# Linear combination of a matrix

• Derill03

#### Derill03

im given four vectors as a 1x4 matrices:

[1,4,2,8]^t = v1
[2,5,3,9]^t = v2
[11,14,12,18]^t = v3
[4,3,2,1]^t = v4

and I am asked to express the vector v= [7,9,6,8]^t in two ways as a linear combination of {v1,v2,v3,v4}?

I know the vectors are linearly independent cause none of the vectors are multiples of each other, but i can't seem to find a c1,c2,c3,c4 that will work, am i missing something?

Your first step would be to write out a formula for what is required. So, using your notation, you need to find c1, c2, c3, and c4 such that
c1 v1 + c2 v2 + c3 v3 + c4 v4 = v
Plug in the vectors into the equation and then write out the equation coordinate wise (so you will have four equations in total).

I tried to solve it this way:

c1 + 2c2 + 11c3 + 4c4 = 7
4c1 + 5c2 + 14c3 + 3c4 = 9
2c1 + 3c2 + 12c3 + 2c4 = 6
8c1 + 9c2 + 18c3 + c4 = 8

but I am havin trouble finding a solution to this equation, any suggestions? I used the equation solver on my ti-89 and it comes back "false", is there really no solution?

Wait, your vector's aren't linearly independent! Check the determinant and you'll see that they are linearly dependant. In fact, the question asks for two ways of writing a vector using a certain basis. If you have a linearly independent set of vectors, there exists a unique (or none, if the set doesn't span the space your vector is in) coordinate that defines an arbitrary vector using that set of vectors. If it is asking for two, then obviously you are dealing with a linearly dependent set.
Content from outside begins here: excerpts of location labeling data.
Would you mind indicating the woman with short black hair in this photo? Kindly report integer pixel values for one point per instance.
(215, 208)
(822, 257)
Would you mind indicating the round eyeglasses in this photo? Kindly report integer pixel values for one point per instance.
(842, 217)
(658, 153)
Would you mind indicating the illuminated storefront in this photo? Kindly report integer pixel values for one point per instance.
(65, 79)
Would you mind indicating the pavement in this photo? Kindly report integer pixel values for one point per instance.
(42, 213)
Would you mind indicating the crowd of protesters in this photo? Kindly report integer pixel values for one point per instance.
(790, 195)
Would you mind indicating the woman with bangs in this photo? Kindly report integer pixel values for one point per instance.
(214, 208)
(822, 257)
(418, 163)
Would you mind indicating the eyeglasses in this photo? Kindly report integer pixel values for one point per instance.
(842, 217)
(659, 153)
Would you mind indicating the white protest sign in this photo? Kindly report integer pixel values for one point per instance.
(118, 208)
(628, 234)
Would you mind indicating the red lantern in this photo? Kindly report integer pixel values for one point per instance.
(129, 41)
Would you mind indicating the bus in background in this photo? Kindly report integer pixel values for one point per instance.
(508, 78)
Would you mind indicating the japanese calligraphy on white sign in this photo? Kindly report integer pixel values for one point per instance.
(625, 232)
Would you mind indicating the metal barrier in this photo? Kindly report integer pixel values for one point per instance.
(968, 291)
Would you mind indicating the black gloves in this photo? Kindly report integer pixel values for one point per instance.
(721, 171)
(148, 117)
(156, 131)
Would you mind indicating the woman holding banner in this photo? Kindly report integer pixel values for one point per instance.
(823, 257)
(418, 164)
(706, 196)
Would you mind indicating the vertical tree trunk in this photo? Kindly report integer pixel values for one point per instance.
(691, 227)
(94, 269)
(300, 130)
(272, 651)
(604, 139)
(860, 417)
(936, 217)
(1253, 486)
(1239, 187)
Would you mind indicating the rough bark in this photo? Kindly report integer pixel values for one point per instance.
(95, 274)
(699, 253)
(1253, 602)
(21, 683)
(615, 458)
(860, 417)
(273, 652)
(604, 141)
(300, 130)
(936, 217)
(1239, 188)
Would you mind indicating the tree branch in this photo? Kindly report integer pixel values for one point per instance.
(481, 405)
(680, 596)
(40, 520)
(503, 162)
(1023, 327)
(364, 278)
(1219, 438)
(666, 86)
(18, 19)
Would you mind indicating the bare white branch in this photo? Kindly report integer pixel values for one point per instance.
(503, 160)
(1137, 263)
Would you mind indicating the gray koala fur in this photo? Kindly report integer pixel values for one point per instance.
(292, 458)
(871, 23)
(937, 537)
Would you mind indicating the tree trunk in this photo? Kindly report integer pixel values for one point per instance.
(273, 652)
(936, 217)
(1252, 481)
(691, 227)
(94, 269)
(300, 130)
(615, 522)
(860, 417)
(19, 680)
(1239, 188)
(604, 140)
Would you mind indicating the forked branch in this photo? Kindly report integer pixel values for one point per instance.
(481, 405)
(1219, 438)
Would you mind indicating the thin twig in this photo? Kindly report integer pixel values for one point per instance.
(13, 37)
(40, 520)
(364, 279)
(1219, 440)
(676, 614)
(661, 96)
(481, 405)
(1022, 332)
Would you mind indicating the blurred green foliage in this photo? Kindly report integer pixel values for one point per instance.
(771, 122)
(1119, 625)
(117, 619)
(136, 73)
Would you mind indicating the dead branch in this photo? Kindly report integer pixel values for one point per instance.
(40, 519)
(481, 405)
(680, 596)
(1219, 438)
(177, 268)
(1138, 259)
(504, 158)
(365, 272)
Remember, being a linear combination of vectors doesn't mean one vector is simply a multiple of another, but that it can be expressed as a combination of the other vectors given; that is, v= av1 + bv2 + cv3 where a,b,c, don't equal 0 and you can pick each v out of those 4 that you have.

Last edited:
ow can this be expressed as a linear combination if the simultaneous equations have no solution? Bc i would need to solve for c1,c2,c3,c4 in order to write a linear combination right?'

I know how to find linear combinations by solving for the constants, but i am just not sure if this set of vectors can be wrote as a linear combo? Can these vectors be wrote as a linear combo?

Derill03 said:
ow can this be expressed as a linear combination if the simultaneous equations have no solution?
If the vectors v1, v2, v3, and v4 in your first post are linearly dependent, they can't possibly span R4, and this means that some vectors in R4 are not linear combinations of your four vectors.
Derill03 said:
Bc i would need to solve for c1,c2,c3,c4 in order to write a linear combination right?'
Right.
Derill03 said:
I know how to find linear combinations by solving for the constants, but i am just not sure if this set of vectors can be wrote as a linear combo? Can these vectors be wrote as a linear combo?
If (7, 9, 6, 8) is a linear combination of v1, v2, v3, and v4, then your system of equations will produce at least one solution. If not, then the system of equations has no solutions (is inconsistent).

Your system of equations is a good start.
c1 + 2c2 + 11c3 + 4c4 = 7
4c1 + 5c2 + 14c3 + 3c4 = 9
2c1 + 3c2 + 12c3 + 2c4 = 6
8c1 + 9c2 + 18c3 + c4 = 8

It would be good practice to solve this system manually, not relying on your calculator. You can do this by using an augmented matrix:

[1 2 11 4 | 7]
[4 5 14 3 | 9]
[2 3 12 2 | 6]
[8 9 13 1 | 8]

If there really is no solution to the system of equations, you'll end up with a row that looks like this:
[0 0 0 0 | 2]

The 2 on the right side is just for example. In an inconsistent system, you'll end up with some nonzero number there and zeros on the other entries in that row.

I do get an inconsistency for the system of equations so does this mean there is no linear combination for the vectors?

Yes.

How can i tell if any of the vectors can be removed from the set without changing the span?

If your set of vectors is linearly dependent, then at least one of them is a linear combination of the others.

You check for linear dependence or linear independence in the same way--by finding solutions for the constants in c1*v1 + c2*v2 + c3*v3 + c4*v4 = 0.

If the vectors are linearly independent, there will be only one solution for the constants: c1 = c2 = c3 = c4 = 0.

If the vectors are linearly dependent, there will be an infinite number of solutions for the constants, where at least one of the constants is nonzero. Pick a vector whose coefficient is nonzero and solve for it. That vector is a linear combination of the other vectors, and can be removed without changing the span of the set of vectors.